24 July 2019

With the Government’s fiscal rules either expiring or simply being ignored by the incoming Prime Minister, Gemma Tetlow says the new Chancellor must quickly set some fiscal targets to guide the Johnson administration 

Fiscal policy is now largely unmoored. This follows a decade in which tax and spending choices have been tightly constrained by successive governments’ clear objective to reduce public borrowing, and it gives the new Chancellor the important task of deciding what new fiscal rules to adopt. This will provide a clear statement of the new Government’s priorities and guide its choices over tax and spending policies.
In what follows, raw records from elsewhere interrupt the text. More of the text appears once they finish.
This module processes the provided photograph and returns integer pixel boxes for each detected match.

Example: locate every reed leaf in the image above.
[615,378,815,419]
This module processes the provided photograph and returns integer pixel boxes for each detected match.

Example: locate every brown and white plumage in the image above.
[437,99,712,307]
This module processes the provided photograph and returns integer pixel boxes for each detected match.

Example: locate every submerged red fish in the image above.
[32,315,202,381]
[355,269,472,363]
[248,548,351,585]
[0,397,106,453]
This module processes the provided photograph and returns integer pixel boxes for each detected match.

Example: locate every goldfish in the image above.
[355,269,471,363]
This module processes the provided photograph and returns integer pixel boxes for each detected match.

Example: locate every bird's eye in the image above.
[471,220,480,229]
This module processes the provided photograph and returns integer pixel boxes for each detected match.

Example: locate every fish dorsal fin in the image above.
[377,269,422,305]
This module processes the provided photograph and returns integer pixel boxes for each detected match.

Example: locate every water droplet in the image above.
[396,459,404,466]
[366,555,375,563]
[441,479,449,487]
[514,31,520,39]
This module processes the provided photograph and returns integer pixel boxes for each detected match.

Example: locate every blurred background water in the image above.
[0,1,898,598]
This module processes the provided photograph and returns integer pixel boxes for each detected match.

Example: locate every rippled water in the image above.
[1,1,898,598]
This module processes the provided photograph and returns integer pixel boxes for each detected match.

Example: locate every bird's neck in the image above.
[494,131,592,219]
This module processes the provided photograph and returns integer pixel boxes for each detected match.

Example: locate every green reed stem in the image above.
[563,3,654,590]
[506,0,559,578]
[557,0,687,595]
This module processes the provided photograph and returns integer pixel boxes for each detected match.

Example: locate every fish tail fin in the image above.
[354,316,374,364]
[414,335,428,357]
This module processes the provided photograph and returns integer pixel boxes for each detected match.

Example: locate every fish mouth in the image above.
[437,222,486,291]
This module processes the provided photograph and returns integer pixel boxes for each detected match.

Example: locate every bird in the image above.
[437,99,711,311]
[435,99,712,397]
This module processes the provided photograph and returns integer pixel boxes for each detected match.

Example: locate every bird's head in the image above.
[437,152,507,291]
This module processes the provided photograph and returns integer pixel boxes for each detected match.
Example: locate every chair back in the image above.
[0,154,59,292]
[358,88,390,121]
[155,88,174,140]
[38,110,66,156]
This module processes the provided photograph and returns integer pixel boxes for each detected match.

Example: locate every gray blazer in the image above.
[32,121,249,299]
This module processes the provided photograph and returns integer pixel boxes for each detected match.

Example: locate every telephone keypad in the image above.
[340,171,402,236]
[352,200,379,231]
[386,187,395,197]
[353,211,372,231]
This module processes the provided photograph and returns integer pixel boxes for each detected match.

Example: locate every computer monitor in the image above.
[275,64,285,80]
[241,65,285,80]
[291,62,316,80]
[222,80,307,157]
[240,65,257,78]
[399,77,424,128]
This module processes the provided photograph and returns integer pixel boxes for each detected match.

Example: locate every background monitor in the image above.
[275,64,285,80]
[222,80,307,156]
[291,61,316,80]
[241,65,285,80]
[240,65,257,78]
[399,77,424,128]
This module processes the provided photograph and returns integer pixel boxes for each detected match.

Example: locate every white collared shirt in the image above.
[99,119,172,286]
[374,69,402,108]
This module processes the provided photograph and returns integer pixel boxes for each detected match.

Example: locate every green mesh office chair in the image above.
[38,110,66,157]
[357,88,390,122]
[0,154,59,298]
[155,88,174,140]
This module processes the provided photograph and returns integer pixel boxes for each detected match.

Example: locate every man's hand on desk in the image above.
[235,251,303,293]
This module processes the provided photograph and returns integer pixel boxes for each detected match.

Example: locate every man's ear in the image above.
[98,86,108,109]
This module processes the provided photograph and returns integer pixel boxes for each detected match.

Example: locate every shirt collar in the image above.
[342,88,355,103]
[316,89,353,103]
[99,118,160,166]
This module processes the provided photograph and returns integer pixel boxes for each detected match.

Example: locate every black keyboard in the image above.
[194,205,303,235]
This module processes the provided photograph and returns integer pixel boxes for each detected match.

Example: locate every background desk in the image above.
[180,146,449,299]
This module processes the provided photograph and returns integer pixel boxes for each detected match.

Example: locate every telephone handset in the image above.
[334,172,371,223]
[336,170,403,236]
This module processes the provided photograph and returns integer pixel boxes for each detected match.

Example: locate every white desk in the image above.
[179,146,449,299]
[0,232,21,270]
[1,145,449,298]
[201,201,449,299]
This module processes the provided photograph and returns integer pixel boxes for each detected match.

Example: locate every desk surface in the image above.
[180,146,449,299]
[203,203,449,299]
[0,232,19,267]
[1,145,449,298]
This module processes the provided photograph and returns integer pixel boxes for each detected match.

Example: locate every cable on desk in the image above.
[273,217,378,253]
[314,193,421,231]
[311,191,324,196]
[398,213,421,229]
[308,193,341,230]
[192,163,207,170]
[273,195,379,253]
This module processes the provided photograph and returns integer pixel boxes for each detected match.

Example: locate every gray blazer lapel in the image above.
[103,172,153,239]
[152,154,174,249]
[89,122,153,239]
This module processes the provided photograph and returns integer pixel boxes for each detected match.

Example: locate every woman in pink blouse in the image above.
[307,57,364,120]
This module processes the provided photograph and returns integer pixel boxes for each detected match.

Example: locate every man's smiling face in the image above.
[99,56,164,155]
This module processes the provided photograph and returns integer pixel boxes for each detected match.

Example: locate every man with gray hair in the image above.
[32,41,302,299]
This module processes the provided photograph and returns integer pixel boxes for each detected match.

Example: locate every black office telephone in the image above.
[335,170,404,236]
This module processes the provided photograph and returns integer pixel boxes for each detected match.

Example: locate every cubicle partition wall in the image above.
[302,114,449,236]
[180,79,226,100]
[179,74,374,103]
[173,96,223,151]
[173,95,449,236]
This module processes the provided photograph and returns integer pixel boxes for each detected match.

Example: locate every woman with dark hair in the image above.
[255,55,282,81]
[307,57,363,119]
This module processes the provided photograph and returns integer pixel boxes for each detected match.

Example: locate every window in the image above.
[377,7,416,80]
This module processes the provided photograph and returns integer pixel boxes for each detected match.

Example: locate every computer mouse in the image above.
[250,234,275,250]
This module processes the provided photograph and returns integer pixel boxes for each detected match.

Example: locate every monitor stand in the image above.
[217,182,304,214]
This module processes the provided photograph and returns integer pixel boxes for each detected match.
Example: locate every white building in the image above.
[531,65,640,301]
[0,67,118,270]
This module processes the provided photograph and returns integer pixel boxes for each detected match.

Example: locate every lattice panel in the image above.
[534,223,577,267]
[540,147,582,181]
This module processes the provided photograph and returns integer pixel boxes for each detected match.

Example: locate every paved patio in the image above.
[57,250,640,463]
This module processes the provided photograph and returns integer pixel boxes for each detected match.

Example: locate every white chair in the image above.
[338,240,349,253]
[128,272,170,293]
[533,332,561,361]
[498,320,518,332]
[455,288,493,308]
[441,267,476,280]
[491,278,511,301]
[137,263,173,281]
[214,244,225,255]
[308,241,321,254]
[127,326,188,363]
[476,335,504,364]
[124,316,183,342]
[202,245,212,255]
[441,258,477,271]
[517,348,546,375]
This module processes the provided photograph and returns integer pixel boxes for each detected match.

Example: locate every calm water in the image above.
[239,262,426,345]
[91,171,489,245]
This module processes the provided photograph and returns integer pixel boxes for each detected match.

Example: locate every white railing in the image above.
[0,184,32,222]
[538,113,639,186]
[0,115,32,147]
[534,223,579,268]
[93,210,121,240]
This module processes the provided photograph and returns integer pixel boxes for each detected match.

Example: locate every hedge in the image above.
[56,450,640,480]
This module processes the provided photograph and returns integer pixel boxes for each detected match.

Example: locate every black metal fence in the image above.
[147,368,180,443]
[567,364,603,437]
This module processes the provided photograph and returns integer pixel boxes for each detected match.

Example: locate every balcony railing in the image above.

Existing fiscal rules do little to constrain borrowing or debt beyond 2020/21

Philip Hammond, the former Chancellor, has bequeathed Sajid Javid a set of fiscal rules that provide little guidance on the direction of fiscal policy. There are three rules governing borrowing and debt. The fiscal mandate constrains borrowing only in 2020/21 – to be below 2% of GDP, after adjusting for the ups and downs of the economic cycle. The supplementary target for debt also only provides guidance on the path of debt next year – stating that it must fall as a share of GDP. The third objective – to eliminate borrowing altogether – is far more stringent, and current Government plans are not consistent with achieving this aim. Hammond indicated in March that he might not be wedded to that target, while Boris Johnson never mentioned it during the leadership campaign and focused instead on the ‘headroom’ that is available against the 2020/21 target.

March’s official forecasts suggested that the 2% borrowing target – rather than the debt rule – was a more binding constraint on the Government, and that the head-room against the borrowing target stood at £27 billion. Boris Johnson has suggested that this money could be used to cut taxes, meet his spending priorities, and help the country to cope with a no deal Brexit.

But the March figure assumed the UK would leave the EU in an orderly fashion, with a deal. The Office for Budget Responsibility has shown this head-room could be reduced in the event of no deal –  falling to £23bn in a benign no deal scenario – and, more problematically, that the debt target would be missed altogether.

What happens to public spending after 2020/21?

The bigger question for public services, with no certainty about budgets beyond March next year, is what happens after 2020/21.

If the new Government were to adhere to the currently legislated fiscal target of eliminating borrowing by the middle of the 2020s, then additional spending cuts or tax rises would be needed. If the new Government is not committed to that, then we have no clear idea what will guide their spending commitments beyond March 2021.

How much money does Sajid Javid think the UK government can comfortably borrow each year? How quickly does he want to reduce the country’s public debt? Javid may want to retain some short-term flexibility to use fiscal policy to cushion the economic impact of leaving the EU, particularly if that happens in a disruptive way. But he will still need to answer these questions to determine how much money is available for permanent commitments to public services and benefits – and what the tax system needs to look like to raise the required funds.

Fiscal rules have played a central role since 1997, when Gordon Brown adopted his golden rule – that tax should pay for day-to-day public spending over the course of each economic cycle – to burnish the new Labour Government’s credentials on fiscal prudence. Most other advanced economies also have similar sorts of rules, governing borrowing, debt and/or spending.

Fiscal rules provide a statement of intent

Fiscal rules do not guarantee good fiscal policy. They can incentivise perverse behaviour: for example, the growing use of private finance to fund public investment during the 2000s was partly driven by a desire to keep this expenditure off the balance sheet. They can also be rendered redundant by major economic shocks, as happened during the financial crisis.

Nonetheless, they provide a statement of the Government’s priorities and a signal to investors about the Government’s creditworthiness. Within government they have also been a tool with which chancellors have forced themselves and their colleagues to confront difficult choices: constraints on borrowing and debt mean that extra money for spending increases or tax cuts must usually be met by spending cuts or tax increases elsewhere.

Boris Johnson’s promises to increase spending – on more police officers and schools – and cut taxes could potentially run to tens of billions of pounds a year, and the new Chancellor’s choice of fiscal targets will be an important factor in dictating what money is made available to the new Prime Minister. This will help pave the way for the spending review which is urgently required to address a range of domestic policy challenges.

On winning the Conservative leadership contest, Boris Johnson promised to “ping off the guy ropes of self-doubt and negativity.” For now, however, the guy ropes of fiscal policy are coming loose – with most of the existing fiscal rules doing little to constrain public borrowing or debt beyond next year. Sajid Javid's choice of new fiscal rules – or his failure to set any – will be an important statement of the new Government’s approach to managing the public finances.